I don't think D&D had all that much to do with the rise of video games. Yes, the Gold Box games were a big thing, but the most influential games don't come from this direction until Baldurs Gate. Before that there were Lemmings, Dune/C&C, Doom, the Lucasarts Adventures or the Sierra ones, etc. all which were as important as any D&D simulation or even more so for the rise of video games.
In the concept of "video games like D&D" then you might be right. If you're not a programmer or well versed in the really old computer games, you might not familiar with how far the actual history goes.
But every programmer was a nerd. And every nerd played D&D (and took karate, and learned to play guitar). And every nerd that played D&D and programmed was inspired to write code BY D&D, even if they weren't writing D&D.
Adventure and and The Colossal Cave were inspired by D&D as text based adventure RPGs.
Zork were expansions on the genre.
Lord British (whose RPG game series earned him buttloads of money but I can't remember its name) also predates Baldur's Gate and the D&D gold boxes. One of his earliest game was a line-art First person dungeon crawl called Akalabeth. I have it on floppy for my Apple IIe. I assure you, it is very much inspired by D&D.
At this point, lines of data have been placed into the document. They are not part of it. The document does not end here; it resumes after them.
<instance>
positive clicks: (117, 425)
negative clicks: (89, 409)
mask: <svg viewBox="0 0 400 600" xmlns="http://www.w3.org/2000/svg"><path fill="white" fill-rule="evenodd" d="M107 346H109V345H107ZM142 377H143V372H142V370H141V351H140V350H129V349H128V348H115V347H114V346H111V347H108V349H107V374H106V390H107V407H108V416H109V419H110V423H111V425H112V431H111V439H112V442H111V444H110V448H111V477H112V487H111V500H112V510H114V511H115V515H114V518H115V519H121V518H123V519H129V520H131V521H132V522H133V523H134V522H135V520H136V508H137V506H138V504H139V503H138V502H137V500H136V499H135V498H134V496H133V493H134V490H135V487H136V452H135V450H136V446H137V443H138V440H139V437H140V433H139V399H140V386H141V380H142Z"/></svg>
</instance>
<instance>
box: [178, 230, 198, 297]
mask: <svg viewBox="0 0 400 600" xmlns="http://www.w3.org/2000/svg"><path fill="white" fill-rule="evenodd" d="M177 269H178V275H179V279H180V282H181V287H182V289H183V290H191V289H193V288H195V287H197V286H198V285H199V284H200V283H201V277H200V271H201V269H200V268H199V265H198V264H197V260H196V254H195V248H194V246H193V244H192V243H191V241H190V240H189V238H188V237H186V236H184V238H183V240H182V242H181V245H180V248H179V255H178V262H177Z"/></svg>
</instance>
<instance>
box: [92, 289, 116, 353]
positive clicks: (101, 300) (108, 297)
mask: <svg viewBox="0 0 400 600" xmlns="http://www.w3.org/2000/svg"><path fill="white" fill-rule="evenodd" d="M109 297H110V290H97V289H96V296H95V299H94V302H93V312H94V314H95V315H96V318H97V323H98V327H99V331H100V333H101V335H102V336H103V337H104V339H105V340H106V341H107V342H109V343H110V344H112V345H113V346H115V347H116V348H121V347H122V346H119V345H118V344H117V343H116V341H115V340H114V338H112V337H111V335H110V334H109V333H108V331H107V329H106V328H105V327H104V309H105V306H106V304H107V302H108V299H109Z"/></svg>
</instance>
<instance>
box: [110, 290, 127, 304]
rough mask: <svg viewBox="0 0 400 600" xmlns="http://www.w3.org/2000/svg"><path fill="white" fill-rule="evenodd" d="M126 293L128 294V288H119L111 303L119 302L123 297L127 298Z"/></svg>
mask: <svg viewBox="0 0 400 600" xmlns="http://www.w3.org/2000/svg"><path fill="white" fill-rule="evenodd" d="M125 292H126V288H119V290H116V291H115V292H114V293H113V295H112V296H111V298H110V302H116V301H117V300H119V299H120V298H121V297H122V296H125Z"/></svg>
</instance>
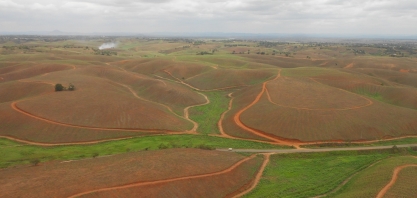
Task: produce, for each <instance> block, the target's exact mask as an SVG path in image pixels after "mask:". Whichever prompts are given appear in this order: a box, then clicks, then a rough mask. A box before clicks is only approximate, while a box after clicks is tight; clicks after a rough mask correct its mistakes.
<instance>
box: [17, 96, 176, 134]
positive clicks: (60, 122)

Wolfenstein 3d was the first FPS, and it was derived from the concept of those dungeons drawn on 1/4" graph paper. In many ways, it's an expansion on Akalabeth, with greatly enhanced freedom of movement (and graphics).
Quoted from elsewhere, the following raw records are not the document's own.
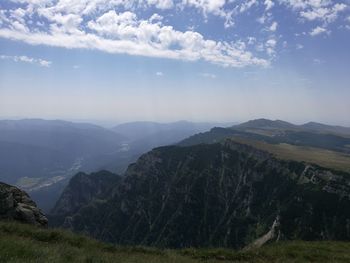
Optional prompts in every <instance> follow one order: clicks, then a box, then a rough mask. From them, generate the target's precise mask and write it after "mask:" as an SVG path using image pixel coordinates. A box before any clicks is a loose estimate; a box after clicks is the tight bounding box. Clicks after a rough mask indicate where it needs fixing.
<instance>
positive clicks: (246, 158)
mask: <svg viewBox="0 0 350 263" xmlns="http://www.w3.org/2000/svg"><path fill="white" fill-rule="evenodd" d="M71 191H72V192H74V189H71ZM111 193H112V194H110V195H109V196H106V197H104V201H103V202H93V203H91V204H90V205H85V206H84V207H82V208H80V209H79V210H78V211H77V212H75V213H72V214H70V215H66V216H69V218H70V225H69V226H70V228H71V229H72V230H74V231H76V232H84V233H87V234H90V235H92V236H94V237H95V238H98V239H102V240H105V241H109V242H114V243H119V244H127V245H135V244H136V245H151V246H159V247H200V246H209V247H245V246H246V245H248V244H251V243H252V242H254V240H257V239H258V238H260V237H264V238H263V239H261V240H260V241H261V242H262V243H264V242H265V241H268V240H271V239H272V238H274V237H275V235H276V231H275V230H272V232H269V231H270V230H271V226H273V225H275V226H276V224H277V223H275V224H274V222H275V220H276V218H278V219H279V220H278V236H279V238H280V239H287V240H288V239H302V240H325V239H327V240H350V200H349V198H350V196H349V194H350V175H349V174H346V173H342V172H337V171H332V170H329V169H325V168H322V167H318V166H316V165H312V164H305V163H302V162H294V161H282V160H279V159H276V158H274V157H273V156H272V155H270V154H269V153H267V152H264V151H260V150H257V149H255V148H252V147H250V146H247V145H243V144H238V143H235V142H232V141H230V140H227V141H225V142H224V143H222V144H211V145H205V144H202V145H194V146H189V147H179V146H168V147H160V148H157V149H154V150H152V151H151V152H149V153H147V154H144V155H143V156H142V157H140V158H139V159H138V161H137V162H136V163H135V164H132V165H130V166H129V168H128V170H127V172H126V174H125V177H124V178H123V179H122V181H120V182H119V183H117V184H115V185H114V188H113V190H111ZM273 229H275V228H273ZM266 233H268V234H267V235H265V234H266ZM264 235H265V236H264ZM260 241H259V242H258V243H259V244H260V243H261V242H260Z"/></svg>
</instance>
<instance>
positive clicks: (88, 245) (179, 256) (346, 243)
mask: <svg viewBox="0 0 350 263" xmlns="http://www.w3.org/2000/svg"><path fill="white" fill-rule="evenodd" d="M0 262H123V263H138V262H139V263H141V262H142V263H144V262H146V263H147V262H152V263H158V262H159V263H160V262H170V263H178V262H181V263H182V262H183V263H192V262H213V263H214V262H222V263H224V262H258V263H259V262H261V263H264V262H287V263H288V262H318V263H319V262H350V242H328V241H327V242H326V241H324V242H304V241H292V242H279V243H275V244H271V245H267V246H265V247H262V248H260V249H255V250H251V251H245V252H242V251H234V250H230V249H192V248H191V249H179V250H171V249H166V250H161V249H156V248H148V247H119V246H113V245H111V244H106V243H102V242H98V241H96V240H93V239H91V238H88V237H85V236H81V235H76V234H73V233H71V232H68V231H62V230H52V229H49V230H47V229H40V228H36V227H33V226H30V225H23V224H18V223H7V222H2V223H0Z"/></svg>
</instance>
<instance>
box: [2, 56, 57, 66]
mask: <svg viewBox="0 0 350 263" xmlns="http://www.w3.org/2000/svg"><path fill="white" fill-rule="evenodd" d="M0 59H2V60H12V61H14V62H24V63H29V64H34V65H38V66H41V67H50V66H51V64H52V62H51V61H48V60H45V59H41V58H31V57H28V56H7V55H0Z"/></svg>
Doom was the next generation of FPS, from the Wolf3d guys (D&D players).
From Doom came the Doom clones, including the Elder Scrolls guys who definitely saw the FPS as a way to present a single player sandbox environment for D&D. The Elder Scrolls world is based on their campaign world.
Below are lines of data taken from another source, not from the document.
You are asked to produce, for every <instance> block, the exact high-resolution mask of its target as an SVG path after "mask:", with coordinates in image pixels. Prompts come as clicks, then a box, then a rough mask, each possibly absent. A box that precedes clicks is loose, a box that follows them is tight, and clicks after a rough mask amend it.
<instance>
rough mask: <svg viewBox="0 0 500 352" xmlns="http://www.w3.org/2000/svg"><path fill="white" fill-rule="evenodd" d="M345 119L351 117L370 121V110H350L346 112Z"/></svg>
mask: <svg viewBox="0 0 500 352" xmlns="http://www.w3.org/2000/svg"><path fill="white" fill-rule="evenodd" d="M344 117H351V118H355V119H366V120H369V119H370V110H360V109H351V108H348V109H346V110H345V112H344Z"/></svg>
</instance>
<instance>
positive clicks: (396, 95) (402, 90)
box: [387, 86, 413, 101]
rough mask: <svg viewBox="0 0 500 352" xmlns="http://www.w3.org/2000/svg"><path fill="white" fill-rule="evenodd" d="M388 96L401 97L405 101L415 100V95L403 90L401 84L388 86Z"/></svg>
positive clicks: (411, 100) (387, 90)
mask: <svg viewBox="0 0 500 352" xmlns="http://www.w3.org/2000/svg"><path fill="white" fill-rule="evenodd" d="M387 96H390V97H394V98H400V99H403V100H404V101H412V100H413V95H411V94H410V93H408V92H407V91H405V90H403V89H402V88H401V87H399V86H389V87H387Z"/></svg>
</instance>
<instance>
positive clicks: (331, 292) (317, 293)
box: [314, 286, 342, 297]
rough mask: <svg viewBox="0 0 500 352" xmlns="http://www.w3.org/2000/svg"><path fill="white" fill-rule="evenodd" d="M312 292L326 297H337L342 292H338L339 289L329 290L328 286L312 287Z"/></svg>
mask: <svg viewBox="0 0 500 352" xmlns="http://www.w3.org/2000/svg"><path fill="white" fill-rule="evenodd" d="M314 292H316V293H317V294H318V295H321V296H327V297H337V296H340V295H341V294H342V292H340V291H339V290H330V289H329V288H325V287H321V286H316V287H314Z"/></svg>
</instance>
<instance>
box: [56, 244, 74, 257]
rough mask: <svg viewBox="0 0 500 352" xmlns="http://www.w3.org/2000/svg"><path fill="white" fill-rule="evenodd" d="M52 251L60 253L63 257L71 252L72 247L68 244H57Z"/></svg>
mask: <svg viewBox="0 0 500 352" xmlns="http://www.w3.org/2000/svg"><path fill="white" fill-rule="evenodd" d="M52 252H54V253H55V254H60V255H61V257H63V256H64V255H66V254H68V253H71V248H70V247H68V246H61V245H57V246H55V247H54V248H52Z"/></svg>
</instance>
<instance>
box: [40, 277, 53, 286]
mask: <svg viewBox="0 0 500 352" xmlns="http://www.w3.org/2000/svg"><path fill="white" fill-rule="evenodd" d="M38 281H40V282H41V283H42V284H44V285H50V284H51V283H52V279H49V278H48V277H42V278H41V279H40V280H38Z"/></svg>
Now certainly, there are games that don't trace as directly to D&D. These are usually puzzle games or out of the box thinking games where nobody has done anything like it before. Tetris or Lemmings for example.
Pretty much every RPG came from D&D. Every game involving exploring an environment or map (any FPS or large world game). Every game with a damage system (hit points, hearts, damage bar). Every game with stats for the characters that you can choose a different character or alter/build your own). Every game with an advancement system to improve your character. Every battlefield simulation game was inspired by D&D (and its predecessor war games).
Not every programmer has actually played D&D. But more programmers played D&D than almost any other professional demographic. And those early programmers were influenced by D&D and its ideas inspired them. So the guy who's writing Minecraft may have never played D&D. But his game was inspired by Dwarf Fortress and FPS games, which were inspired by D&D.
Therefore, there is a chain of influence from D&D to many (not all) of the modern games of today.
The problem (that the article attempts to rectify) is not everybody knows the history of video games, of gaming, of programming, to know what inspired what and why.